Upon his release, he refused all co-operation with Israel's plans to tie Gaza to Israel through the development of a common infrastructure. Moshe Dayan expelled him for three months to the isolated Sinai village of Nekhl in 1969. Deported again on September 12, 1970, this time to Lebanon for two months, along with five other prominent members of the Gazan leadership, in retaliation for a PFLP hijacking.

He was the founder and director of the Palestinian Red Crescent Society in the Gaza Strip in 1972, his own rallying organisation for Palestinian improvement. He was attacked by Islamists, who, in 1981 burned down his clinic. He was also a founding member in the late 1970s of the National Guidance Committee of Palestine.

During the First Intifada in May 1988 he was one of three Palestinians (the others were Saeb Erekat and Hanan Ashrawi) to participate in Nightlines Town Hall meeting from Jerusalem. It was the first time that Palestinians and high ranking PLO members had directly addressed Israeli and Western audiences.

===The Madrid Conference and after===
In 1991, he led the Palestinian delegation to the Madrid Peace Conference and subsequently led the Palestinian negotiation team for 22 months in the Washington talks (1992–93). He broke with the Palestinian negotiating team over the Oslo peace agreement over the question of the Israeli settlements. He was one of the first to predict that the Oslo process would collapse because it failed to tackle the issue of settlements.

In 1996, he was elected to the Palestinian Legislative Council (PLC) with the highest number of votes as member for Gaza. He took up leadership of the PLC's political committee.
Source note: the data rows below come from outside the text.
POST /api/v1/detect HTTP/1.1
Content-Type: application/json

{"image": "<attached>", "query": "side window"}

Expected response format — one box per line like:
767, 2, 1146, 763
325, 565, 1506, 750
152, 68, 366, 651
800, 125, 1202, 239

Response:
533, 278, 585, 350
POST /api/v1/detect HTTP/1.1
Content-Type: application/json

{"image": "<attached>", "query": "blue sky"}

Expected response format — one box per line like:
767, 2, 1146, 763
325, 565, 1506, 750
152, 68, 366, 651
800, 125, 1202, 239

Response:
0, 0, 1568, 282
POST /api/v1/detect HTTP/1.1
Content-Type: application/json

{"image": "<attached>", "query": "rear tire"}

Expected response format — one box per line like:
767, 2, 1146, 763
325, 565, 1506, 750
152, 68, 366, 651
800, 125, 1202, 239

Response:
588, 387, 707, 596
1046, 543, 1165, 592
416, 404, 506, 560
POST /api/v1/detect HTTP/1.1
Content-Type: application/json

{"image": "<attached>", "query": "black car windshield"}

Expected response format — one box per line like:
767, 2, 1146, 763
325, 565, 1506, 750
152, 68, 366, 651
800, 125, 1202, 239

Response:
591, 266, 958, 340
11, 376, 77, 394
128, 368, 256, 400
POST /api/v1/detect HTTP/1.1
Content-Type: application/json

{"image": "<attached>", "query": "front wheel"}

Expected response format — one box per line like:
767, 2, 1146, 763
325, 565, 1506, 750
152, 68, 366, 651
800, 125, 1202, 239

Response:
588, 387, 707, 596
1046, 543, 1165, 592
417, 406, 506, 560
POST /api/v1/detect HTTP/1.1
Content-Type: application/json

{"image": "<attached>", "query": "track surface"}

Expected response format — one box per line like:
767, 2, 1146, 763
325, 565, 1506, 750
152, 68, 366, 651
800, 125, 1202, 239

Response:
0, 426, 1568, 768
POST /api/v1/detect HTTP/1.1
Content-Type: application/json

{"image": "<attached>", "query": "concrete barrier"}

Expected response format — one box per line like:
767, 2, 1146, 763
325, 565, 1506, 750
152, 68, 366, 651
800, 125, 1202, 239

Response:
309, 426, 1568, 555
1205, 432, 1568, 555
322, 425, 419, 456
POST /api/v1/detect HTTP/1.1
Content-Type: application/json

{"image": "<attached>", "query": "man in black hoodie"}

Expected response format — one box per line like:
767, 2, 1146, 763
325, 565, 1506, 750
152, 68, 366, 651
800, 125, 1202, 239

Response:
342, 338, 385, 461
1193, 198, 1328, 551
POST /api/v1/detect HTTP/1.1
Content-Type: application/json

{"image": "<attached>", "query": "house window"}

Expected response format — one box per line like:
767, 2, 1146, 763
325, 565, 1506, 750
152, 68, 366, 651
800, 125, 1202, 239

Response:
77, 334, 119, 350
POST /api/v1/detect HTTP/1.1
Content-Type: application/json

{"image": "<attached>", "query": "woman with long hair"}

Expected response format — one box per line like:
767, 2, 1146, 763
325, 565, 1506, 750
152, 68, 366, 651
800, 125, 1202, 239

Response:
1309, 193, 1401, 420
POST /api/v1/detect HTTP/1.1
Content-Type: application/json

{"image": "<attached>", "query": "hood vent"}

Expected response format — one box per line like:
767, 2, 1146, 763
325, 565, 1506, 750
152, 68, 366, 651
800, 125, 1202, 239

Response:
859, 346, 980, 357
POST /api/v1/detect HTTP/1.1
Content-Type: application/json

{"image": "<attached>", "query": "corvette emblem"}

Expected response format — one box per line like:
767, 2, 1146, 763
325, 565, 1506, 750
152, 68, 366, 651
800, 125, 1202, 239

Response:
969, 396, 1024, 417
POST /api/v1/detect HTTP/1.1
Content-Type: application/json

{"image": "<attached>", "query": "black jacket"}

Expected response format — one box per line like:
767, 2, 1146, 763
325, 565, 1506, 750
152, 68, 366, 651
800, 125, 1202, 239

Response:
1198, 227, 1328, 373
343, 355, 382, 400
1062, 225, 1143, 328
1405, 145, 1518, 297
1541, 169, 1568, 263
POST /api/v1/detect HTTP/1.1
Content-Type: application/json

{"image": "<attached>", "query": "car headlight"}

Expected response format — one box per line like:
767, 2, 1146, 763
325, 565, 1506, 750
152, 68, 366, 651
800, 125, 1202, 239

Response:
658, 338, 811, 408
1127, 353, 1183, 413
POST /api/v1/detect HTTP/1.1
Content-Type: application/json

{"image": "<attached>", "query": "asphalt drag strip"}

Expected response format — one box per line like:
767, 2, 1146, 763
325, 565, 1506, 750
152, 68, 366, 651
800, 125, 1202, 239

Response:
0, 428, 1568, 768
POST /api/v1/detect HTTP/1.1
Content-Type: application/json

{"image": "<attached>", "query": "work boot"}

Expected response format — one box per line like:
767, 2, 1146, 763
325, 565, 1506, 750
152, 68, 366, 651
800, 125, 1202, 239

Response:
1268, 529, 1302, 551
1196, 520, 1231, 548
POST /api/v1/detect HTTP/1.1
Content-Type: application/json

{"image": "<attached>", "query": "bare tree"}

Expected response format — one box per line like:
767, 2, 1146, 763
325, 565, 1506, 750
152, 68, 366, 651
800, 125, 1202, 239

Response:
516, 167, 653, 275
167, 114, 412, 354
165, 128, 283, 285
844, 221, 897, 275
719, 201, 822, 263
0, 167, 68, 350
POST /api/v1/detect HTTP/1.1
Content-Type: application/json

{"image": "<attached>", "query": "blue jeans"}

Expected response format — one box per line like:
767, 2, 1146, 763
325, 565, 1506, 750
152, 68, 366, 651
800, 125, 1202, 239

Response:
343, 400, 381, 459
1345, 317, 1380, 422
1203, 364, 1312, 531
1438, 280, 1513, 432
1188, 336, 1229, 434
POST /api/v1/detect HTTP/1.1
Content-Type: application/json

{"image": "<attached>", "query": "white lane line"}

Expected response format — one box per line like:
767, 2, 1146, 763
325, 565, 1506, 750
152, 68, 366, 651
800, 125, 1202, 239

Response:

He resigned as a deputy in the PLC in late 1997 to protest what he described at the time as the failure to deal with corruption in the Palestinian Authority. Two years later he initiated unity talks for all factions in Gaza. Following the outbreak of the second Intifada, he urged the Palestinian Authority (PA) to organize the Intifada rather than distance itself from it, and to widen its democratic base by forming a government of national unity.

He co-founded the Palestinian National Initiative in 2002 along with Edward Said, Mustafa Barghouti and Ibrahim Dakkak as a national platform for combining the struggle for national liberation and the return of refugees with the values of national unity, democracy and social justice.

On April 8, 2007, he was presented with the Palestinian Star of Honor by President Mahmoud Abbas largely for his role as founding member and President of the Palestinian National Initiative.

He died from cancer in Gaza aged 88. His funeral rally was attended by various political factions in Gaza in a rare show of unity. He is survived by his wife, four children (Hind, Khaled, Tareq, Salah) and seven grandchildren.